Nach Ansicht des EuGH widerspricht eine Auslegung des BDSG, nach der ein Anbieter von Online-Mediendiensten personenbezogene Daten eines
Nutzers dieser Dienste ohne dessen Einwilligung nur erheben und verwenden darf, soweit ihre Erhebung und ihre Verwendung für die konkrete Inanspruchnahme der Dienste und deren Abrechnung erforderlich sind, geltendem EU-Recht. Vielmehr ist die Verarbeitung personenbezogener Daten nach dem Unionsrecht u.a. bereits dann rechtmäßig, wenn sie zur Verwirklichung des berechtigten Interesses, das von dem für die Verarbeitung Verantwortlichen oder von Dritten wahrgenommen wird, denen die Daten übermittelt werden, erforderlich ist, sofern nicht das Interesse oder die Grundrechte und Grundfreiheiten der betroffenen Person überwiegen.
Die deutsche Regelung schränkt nach ihrer in der Lehre überwiegend vertretenen Auslegung die Tragweite dieses Grundsatzes ein, indem sie es ausschließt, dass der Zweck, die generelle Funktionsfähigkeit des Online-Mediums zu gewährleisten, Gegenstand einer Abwägung mit dem Interesse oder den Grundrechten und Grundfreiheiten der Nutzer sein kann.
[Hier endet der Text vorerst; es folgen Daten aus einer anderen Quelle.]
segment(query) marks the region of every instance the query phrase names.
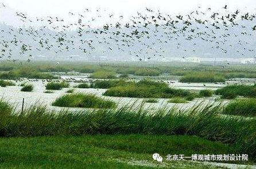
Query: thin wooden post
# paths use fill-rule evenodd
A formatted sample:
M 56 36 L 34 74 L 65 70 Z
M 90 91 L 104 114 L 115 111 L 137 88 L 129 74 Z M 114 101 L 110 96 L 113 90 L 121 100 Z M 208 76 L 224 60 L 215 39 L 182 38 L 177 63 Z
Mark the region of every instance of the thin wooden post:
M 23 113 L 23 109 L 24 108 L 24 98 L 22 99 L 22 107 L 21 108 L 21 113 Z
Der EuGH hebt in diesem Zusammenhang hervor, dass die Einrichtungen des Bundes, die Online-Mediendienste anbieten, ein berechtigtes Interesse daran haben könnten, die Aufrechterhaltung der Funktionsfähigkeit der von ihnen allgemein zugänglich gemachten Websites über ihre konkrete Nutzung hinaus zu gewährleisten.
In Zukunft wird es also darauf ankommen, dass man im Einzelfall für die eigene Webseite das Interesse formuliert und mit dem vermuteten Interesse des Webseitenbesuchers abwägt. Das Ergebnis dieser Abwägung ist zu dokumentieren. Das Interesse, die IP-Daten für Werbezwecke mit anderen Informationen (Coockies) zusammen zu führen und nutzerbezogene Werbung schalten zu können, wird aber wohl regelmäßig nicht gegenüber dem vermuteten Interesse des Nutzers auf Anonymität überwiegen. Hier bleibt die Erlaubnis durch Einwilligung das einzige Mittel für eine rechtskonforme Umsetzung.